A wide variety of regulatory activities
The forthcoming legislation might include clearly defined obligations and guidance for joint activities. For example, obligations could be created for cloud services to enable the portability of data and ensure all functionalities in the new environment.
At the same time, there is a willingness to promote the interoperability of data by creating standards that operators in the industry could define together. Data must be compatible on a sufficient level in order to enable the transfer and use of data in what are known as data spaces, for example.
Conflicting operator interests
The impact of the act will naturally be dependent on how the measures proposed during the preparation are integrated into the final act and how they are implemented in practice. The key to success is innovative co-operation between the commission, member states and stakeholders to determine the best solutions and practices.
We can also expect conflicts between various interests as well as intense lobbying around the Data Act’s proposals. Producers of products and services will have to fulfil new obligations according to which devices and software will need to be designed in a way that makes it easy for service users to access data. The rights to share data with third parties must be defined clearly. Producers cannot prohibit the sharing of data in a technical, or any other, manner.
Fair, reasonable and non-discriminatory contract terms must be used when sharing data between companies. The purpose of this is to balance SMEs’ bargaining power and enable access to the market. It must also be possible to demonstrate and ensure that the terms are realised and whether any deviations appear.

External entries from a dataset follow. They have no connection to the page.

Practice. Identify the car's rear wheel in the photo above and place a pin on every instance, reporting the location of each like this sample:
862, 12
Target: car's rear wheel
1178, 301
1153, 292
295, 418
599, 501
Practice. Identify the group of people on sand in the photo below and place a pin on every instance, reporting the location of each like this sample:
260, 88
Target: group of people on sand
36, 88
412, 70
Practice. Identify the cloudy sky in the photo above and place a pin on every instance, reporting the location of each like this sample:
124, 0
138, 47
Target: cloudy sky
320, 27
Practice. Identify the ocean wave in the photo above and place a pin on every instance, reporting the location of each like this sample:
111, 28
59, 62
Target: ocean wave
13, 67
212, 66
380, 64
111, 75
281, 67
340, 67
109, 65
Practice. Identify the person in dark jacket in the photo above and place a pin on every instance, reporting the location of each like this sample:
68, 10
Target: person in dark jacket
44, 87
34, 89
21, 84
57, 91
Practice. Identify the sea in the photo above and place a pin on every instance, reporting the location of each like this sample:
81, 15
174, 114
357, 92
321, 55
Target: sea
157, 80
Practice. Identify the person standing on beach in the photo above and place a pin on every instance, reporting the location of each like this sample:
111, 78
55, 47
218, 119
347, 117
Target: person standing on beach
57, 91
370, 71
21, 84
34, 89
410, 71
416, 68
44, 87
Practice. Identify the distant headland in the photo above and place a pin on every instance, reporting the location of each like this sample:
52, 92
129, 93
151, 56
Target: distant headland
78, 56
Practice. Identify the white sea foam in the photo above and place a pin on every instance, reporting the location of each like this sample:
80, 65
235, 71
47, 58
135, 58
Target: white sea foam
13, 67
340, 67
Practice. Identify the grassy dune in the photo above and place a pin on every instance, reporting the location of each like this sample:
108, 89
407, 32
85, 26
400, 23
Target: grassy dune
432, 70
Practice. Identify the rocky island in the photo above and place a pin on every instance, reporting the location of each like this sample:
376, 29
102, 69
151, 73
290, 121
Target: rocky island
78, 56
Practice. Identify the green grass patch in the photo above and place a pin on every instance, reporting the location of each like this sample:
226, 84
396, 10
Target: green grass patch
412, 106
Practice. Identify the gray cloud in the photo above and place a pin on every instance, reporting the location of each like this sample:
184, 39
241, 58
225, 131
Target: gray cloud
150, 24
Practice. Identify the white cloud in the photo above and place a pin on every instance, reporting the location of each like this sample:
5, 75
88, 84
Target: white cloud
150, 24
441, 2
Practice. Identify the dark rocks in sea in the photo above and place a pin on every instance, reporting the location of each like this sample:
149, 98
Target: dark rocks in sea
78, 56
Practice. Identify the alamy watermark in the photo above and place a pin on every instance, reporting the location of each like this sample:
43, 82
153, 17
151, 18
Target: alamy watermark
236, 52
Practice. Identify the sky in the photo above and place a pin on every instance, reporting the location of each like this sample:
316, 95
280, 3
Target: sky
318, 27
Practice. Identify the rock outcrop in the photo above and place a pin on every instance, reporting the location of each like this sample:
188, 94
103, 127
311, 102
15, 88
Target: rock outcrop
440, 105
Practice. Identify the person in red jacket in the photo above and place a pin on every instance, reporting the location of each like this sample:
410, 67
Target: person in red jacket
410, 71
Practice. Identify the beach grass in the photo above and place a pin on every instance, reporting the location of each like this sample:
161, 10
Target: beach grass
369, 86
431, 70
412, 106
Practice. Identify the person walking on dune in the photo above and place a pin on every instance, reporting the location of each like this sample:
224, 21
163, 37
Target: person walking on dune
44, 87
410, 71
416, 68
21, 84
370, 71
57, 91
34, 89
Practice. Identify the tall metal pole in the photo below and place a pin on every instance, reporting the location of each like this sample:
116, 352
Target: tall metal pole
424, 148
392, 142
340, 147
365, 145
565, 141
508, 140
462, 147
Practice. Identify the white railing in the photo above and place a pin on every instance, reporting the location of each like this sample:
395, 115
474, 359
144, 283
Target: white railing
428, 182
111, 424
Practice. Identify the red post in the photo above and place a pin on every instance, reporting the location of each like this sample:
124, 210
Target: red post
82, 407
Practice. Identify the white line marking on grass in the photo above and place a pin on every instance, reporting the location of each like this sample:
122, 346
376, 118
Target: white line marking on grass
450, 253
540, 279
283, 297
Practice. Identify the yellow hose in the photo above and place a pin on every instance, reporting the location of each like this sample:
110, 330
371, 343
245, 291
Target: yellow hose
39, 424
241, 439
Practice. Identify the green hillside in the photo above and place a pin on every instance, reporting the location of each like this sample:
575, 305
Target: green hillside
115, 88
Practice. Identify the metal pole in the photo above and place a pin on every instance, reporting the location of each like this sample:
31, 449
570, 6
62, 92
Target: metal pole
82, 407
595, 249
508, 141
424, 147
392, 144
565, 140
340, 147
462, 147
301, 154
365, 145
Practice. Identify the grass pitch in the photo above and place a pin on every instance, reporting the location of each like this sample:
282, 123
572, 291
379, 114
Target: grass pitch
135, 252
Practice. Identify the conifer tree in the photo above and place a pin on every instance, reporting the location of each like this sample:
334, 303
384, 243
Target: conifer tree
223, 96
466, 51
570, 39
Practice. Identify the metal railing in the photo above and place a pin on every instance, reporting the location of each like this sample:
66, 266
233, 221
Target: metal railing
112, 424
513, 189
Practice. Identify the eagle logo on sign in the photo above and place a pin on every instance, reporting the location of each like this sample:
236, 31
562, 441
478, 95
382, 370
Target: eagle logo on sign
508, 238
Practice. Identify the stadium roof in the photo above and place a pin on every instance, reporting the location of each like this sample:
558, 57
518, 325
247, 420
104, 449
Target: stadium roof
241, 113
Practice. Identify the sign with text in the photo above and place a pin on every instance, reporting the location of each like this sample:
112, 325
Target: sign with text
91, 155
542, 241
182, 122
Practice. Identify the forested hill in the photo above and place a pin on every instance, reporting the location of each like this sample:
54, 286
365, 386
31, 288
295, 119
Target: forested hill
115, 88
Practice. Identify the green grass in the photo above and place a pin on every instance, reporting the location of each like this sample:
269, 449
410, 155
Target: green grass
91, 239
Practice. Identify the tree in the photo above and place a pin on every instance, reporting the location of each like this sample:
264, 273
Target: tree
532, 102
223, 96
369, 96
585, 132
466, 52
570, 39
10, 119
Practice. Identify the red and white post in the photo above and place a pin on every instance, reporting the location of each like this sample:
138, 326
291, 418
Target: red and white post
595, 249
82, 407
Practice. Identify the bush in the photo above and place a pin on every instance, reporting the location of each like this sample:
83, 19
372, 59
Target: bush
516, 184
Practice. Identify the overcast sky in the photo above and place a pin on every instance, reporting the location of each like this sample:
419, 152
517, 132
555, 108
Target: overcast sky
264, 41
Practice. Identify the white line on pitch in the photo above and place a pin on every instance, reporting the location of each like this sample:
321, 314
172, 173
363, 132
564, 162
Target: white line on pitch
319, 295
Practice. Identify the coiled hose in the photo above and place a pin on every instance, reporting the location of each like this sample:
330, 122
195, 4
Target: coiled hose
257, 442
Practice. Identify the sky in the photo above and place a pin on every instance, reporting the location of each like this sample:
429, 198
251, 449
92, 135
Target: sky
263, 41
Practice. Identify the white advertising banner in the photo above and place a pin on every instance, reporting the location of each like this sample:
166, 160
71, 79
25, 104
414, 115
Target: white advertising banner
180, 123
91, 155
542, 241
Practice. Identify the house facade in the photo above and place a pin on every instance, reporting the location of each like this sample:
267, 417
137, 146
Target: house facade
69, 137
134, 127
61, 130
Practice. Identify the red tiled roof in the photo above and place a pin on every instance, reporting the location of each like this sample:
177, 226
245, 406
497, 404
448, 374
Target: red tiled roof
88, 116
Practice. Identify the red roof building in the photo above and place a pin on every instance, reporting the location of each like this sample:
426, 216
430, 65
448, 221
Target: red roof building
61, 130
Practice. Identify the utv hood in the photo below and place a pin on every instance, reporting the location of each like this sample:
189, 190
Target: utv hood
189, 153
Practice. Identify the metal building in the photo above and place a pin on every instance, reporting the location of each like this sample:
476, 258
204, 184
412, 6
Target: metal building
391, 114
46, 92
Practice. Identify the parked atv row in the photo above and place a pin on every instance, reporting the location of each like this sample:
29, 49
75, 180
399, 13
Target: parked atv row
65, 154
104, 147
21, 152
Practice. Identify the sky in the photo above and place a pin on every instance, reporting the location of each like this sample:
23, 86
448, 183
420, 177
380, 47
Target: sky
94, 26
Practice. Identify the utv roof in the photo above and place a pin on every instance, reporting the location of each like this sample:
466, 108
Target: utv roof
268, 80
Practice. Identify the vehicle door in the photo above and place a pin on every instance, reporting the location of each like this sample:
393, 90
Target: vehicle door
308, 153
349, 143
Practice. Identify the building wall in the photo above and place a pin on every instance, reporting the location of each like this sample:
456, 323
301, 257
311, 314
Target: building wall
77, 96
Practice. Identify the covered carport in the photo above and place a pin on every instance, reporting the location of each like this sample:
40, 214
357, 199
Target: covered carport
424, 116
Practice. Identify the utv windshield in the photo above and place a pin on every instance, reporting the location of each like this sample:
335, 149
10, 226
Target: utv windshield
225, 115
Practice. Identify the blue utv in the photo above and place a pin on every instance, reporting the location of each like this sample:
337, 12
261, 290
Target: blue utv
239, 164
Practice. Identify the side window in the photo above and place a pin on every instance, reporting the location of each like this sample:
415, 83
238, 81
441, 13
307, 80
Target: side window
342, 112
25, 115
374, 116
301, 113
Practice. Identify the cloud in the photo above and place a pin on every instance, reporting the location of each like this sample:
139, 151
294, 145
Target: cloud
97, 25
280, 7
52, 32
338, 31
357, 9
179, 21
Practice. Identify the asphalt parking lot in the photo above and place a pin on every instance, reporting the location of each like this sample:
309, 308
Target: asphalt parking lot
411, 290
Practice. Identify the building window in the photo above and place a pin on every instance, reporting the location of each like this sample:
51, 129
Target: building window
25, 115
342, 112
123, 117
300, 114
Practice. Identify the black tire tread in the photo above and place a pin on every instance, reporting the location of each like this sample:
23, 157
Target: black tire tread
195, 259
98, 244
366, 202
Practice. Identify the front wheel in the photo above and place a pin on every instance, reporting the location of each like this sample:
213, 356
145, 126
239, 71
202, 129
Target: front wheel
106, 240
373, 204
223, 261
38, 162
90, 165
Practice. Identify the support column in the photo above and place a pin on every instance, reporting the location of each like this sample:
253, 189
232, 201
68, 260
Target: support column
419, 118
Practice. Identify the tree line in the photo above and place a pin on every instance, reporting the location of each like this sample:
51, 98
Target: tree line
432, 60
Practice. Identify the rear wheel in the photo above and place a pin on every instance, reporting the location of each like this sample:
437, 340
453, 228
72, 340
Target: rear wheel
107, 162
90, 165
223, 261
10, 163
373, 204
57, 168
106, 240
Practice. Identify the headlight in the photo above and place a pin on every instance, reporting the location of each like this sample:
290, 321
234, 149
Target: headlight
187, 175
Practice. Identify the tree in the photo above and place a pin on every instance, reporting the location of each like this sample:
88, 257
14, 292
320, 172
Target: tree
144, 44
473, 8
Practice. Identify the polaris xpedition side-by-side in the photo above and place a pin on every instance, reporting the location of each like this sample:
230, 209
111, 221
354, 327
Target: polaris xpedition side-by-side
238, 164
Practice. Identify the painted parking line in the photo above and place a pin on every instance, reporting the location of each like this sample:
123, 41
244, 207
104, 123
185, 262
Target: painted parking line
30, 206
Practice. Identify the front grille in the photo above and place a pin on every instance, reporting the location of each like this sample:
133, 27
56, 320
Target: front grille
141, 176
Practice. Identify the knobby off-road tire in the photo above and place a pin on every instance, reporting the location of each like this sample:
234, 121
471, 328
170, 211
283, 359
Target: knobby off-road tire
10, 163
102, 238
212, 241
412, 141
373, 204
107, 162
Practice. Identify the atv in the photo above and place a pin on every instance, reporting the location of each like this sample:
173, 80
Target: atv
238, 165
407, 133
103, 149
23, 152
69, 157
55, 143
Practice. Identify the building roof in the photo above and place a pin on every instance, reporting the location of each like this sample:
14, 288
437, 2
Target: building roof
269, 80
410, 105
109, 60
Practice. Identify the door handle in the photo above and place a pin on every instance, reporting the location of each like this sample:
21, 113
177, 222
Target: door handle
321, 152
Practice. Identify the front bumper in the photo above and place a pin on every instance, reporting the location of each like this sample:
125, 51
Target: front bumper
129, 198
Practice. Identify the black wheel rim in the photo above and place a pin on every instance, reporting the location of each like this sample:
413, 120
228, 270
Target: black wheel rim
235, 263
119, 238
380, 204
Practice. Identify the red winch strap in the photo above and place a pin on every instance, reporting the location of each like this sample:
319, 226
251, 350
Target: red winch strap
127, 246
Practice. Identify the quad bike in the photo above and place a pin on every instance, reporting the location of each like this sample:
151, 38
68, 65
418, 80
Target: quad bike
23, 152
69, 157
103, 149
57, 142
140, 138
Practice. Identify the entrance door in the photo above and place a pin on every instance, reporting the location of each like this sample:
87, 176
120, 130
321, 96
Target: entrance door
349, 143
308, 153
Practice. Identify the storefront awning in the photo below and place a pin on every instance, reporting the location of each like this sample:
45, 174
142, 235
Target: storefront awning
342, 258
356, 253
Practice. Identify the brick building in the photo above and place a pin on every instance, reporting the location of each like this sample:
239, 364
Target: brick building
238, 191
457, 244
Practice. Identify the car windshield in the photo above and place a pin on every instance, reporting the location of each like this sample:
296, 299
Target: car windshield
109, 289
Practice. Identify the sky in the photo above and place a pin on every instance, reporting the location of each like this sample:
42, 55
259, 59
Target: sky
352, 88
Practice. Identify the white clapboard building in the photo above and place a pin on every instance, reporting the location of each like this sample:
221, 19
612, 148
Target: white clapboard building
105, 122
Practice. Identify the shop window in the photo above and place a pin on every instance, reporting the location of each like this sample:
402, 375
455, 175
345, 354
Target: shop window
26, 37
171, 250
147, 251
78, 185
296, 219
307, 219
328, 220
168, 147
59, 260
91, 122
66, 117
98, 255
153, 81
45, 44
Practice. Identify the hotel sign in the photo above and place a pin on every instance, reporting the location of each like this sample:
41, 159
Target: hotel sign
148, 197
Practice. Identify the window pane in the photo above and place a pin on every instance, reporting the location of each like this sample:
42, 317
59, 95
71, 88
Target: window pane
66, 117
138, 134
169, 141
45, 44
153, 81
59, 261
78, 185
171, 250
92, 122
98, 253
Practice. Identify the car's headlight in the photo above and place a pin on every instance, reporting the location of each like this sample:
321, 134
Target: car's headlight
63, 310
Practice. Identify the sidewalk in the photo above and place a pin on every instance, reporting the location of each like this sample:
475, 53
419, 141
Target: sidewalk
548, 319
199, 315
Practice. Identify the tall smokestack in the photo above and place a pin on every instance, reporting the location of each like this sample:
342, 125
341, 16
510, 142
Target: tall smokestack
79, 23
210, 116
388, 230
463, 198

In addition, in situations concerning the public interest, such as a health crisis like the Covid-19 pandemic, companies should be obliged to share data with the public sector. Transferring data when changing cloud services should not incur any costs and operators could be obliged to co-operate in order to create interfaces that improve data portability and to create standards.
Conflicts are likely to arise regarding the basis of data transfer costs, companies’ obligations to disclose data to the public sector and, in general, the relationship between business secrets, freedom of contract and data rights. To solve these conflicts of interest, we must look past narrow interests and sectoral disputes and towards a more balanced future for the data economy — one that creates activity, sustainable growth and well-being. In other words, providing greater benefits to everyone.
Now is the time to influence the direction of the data economy
The act’s proposals will be revealed at the end of February. We hope that the regulatory process will be as open and inclusive as possible, both nationally and within the EU. A successful end result will be achieved by cross-sectoral examination in which we listen to the views of parties representing small operators and users in addition to large companies and industry-specific communities. Operators must also have the opportunity to prepare for the changes that the act might bring.
Thinking about solutions together is likely to improve many practical details. How can action related to the access to data and data sharing be realised as technical interfaces in a smarter way than at present? And what kinds of opportunities will better access to data offer for developing new business or creating networks of trust based on data sharing? Solving practical details together could give Finnish operators opportunities to create service and infrastructure layers for the data economy. We have strong expertise in areas such as open data and MyData in finance, mobility, health and the built environment.
Sitra’s Fair data economy theme includes a regulatory review as part of the “A Roadmap for a Fair Data Economy” project. In the review, the impact of and opportunities created by the regulation are examined from the perspectives of individuals, companies and communities. The purpose is to strengthen a common understanding and perspective of the EU’s data regulation now and in the future.